Cafagna is more concerned with older students who have a better understanding of world events and recognize why the drills are necessary. Even so, Cafagna says, the students recognize that practice is necessary to ensure their safety. The principal adds that he has not received any complaints from parents about the drills.


Notifying Parents

School districts have different procedures to alert parents about drills. Some use their district-wide notification system to call or email while a drill is happening, while others will only call during a real emergency. In many cases, when younger students (Pre-K through about second grade) have a drill, the principal will send out an advance notice to parents.

“This is the first time they will be experiencing anything of that nature, and the teachers review with their students what they can expect to encounter during the lockdown,” says Nuzzo. “For upper grades, the students are used to lockdowns.”

During a real lockdown, all parents and guardians will be notified through a mass notification system, explaining what is happening but urging them not to come to school until the situation is resolved.

In the age of cell phones, students may call their parents to tell them they are in lockdown, even before the school has sent out a notification. While a parent’s first thought may be to immediately pick up her child, Nuzzo urges parents to stay home and wait for more information.

“I can understand that they have a concern and their first response is to come to the school. But we ask parents to let the police and school administrators do their job, and take the directions that are scripted on the mass notification system,” says Nuzzo. “Any parents trying to get onto school property will be halted because that threatens the safety of the students and the parents themselves. They only add to the chaos.”


Real Threats Versus False Alarms

Going back a decade, schools found themselves inundated with false bomb threats. Up until that point, schools erred on the side of caution and routinely evacuated the school. Yet the threats turned out to be false, and students who called in the bogus threats got their wish – disrupting school and getting out early.

Over the years, police and fire personnel added a procedure to determine if a threat is serious enough for an evacuation.

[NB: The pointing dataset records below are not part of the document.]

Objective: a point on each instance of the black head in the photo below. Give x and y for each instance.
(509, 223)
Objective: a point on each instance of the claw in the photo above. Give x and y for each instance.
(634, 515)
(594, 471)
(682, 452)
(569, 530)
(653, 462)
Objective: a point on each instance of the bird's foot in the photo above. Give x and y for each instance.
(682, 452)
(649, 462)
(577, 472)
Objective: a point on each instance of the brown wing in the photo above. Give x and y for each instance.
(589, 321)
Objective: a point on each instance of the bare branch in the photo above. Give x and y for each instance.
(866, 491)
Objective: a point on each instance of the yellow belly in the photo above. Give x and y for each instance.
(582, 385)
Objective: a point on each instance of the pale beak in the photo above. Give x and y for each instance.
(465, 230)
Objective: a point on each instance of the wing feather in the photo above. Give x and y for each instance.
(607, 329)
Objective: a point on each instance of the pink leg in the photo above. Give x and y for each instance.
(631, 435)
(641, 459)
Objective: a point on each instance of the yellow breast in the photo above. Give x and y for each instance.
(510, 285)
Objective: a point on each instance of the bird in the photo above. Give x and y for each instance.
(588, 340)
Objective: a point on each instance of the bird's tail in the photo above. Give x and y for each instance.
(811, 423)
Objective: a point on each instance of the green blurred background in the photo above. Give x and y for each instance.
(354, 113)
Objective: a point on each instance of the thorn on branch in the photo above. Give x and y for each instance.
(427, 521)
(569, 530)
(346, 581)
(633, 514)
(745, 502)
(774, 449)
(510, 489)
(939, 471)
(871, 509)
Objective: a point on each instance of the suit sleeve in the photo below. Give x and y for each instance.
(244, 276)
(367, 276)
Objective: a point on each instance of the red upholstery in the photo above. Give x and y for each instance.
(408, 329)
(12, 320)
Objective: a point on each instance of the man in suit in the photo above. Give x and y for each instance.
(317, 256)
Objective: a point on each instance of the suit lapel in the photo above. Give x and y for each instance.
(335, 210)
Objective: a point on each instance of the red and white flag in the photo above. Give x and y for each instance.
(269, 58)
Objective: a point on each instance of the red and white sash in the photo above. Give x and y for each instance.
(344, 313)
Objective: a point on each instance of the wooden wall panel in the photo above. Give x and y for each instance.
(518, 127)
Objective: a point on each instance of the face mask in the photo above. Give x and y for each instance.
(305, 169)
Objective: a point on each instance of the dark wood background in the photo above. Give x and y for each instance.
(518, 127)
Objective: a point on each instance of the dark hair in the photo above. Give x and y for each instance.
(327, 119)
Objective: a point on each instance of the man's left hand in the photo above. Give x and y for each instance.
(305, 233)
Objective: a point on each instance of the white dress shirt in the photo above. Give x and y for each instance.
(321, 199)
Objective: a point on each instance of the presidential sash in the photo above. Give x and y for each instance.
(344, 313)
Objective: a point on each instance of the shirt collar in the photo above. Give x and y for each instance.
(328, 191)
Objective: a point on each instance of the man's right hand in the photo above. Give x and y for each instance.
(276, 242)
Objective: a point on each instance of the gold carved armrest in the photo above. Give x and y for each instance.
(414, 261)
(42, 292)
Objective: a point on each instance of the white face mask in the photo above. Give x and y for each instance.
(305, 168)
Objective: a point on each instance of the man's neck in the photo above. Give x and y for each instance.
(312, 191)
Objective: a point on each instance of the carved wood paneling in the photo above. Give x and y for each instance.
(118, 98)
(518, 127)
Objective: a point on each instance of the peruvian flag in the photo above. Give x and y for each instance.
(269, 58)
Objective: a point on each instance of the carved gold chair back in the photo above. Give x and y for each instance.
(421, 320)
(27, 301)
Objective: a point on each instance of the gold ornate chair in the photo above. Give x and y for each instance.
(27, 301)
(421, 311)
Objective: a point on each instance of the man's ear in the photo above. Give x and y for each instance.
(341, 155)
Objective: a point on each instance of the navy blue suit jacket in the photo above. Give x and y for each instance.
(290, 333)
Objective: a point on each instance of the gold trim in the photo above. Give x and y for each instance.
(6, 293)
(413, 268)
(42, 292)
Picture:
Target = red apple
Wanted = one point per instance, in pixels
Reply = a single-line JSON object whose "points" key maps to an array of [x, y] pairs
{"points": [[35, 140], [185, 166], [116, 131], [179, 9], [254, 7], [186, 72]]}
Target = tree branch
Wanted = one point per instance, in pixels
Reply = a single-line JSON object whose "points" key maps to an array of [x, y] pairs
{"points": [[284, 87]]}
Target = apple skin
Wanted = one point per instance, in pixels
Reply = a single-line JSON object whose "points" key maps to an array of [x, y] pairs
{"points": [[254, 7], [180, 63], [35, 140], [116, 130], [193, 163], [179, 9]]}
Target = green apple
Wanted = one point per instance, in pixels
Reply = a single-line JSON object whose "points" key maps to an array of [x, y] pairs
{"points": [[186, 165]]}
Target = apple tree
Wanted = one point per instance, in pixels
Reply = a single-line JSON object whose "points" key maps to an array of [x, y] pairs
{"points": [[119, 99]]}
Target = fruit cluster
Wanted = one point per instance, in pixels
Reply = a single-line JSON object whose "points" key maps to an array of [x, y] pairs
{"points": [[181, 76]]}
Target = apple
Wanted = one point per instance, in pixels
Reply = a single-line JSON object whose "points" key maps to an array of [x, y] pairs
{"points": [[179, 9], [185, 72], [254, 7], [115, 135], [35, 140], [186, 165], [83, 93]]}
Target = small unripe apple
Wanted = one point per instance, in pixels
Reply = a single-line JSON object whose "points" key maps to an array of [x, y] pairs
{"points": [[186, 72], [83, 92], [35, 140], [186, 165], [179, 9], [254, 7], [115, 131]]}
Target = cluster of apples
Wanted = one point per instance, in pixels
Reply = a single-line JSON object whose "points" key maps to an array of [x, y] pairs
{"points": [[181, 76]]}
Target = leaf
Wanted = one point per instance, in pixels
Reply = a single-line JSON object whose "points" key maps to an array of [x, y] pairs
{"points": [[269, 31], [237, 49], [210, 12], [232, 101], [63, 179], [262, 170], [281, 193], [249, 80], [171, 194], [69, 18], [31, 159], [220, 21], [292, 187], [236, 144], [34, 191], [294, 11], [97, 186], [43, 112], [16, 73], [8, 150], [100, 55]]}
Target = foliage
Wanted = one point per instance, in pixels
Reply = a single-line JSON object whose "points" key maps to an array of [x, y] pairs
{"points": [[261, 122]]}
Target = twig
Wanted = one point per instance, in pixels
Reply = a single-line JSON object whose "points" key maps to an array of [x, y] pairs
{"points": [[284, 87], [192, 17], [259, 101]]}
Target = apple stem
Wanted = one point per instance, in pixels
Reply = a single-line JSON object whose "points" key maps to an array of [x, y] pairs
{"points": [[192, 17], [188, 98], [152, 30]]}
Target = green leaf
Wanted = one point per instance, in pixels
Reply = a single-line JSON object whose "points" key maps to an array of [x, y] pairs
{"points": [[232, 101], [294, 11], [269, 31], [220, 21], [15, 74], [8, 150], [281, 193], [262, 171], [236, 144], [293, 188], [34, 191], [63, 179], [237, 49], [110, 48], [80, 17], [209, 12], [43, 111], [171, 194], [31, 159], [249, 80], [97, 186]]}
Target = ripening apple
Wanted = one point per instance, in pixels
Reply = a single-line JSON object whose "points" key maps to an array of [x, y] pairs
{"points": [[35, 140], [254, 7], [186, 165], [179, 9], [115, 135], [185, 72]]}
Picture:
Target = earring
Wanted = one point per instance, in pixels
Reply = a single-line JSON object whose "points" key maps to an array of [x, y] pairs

Students are now kept on-site while the threat is assessed.

Last year, three Washington Township schools received bomb threats at the same time, straining emergency resources. Because the schools had practiced drills, the staff kept order while the threat was assessed. No bombs were found.

“Unfortunately, the younger generation today was weaned on security,” says Nuzzo. “School drills are not as emotional as maybe they were 15 years ago if you had to secure a room and lock kids in a classroom. Unfortunately, it’s the era we’re living in today and we have to be very vigilant. School security is a big part of that.”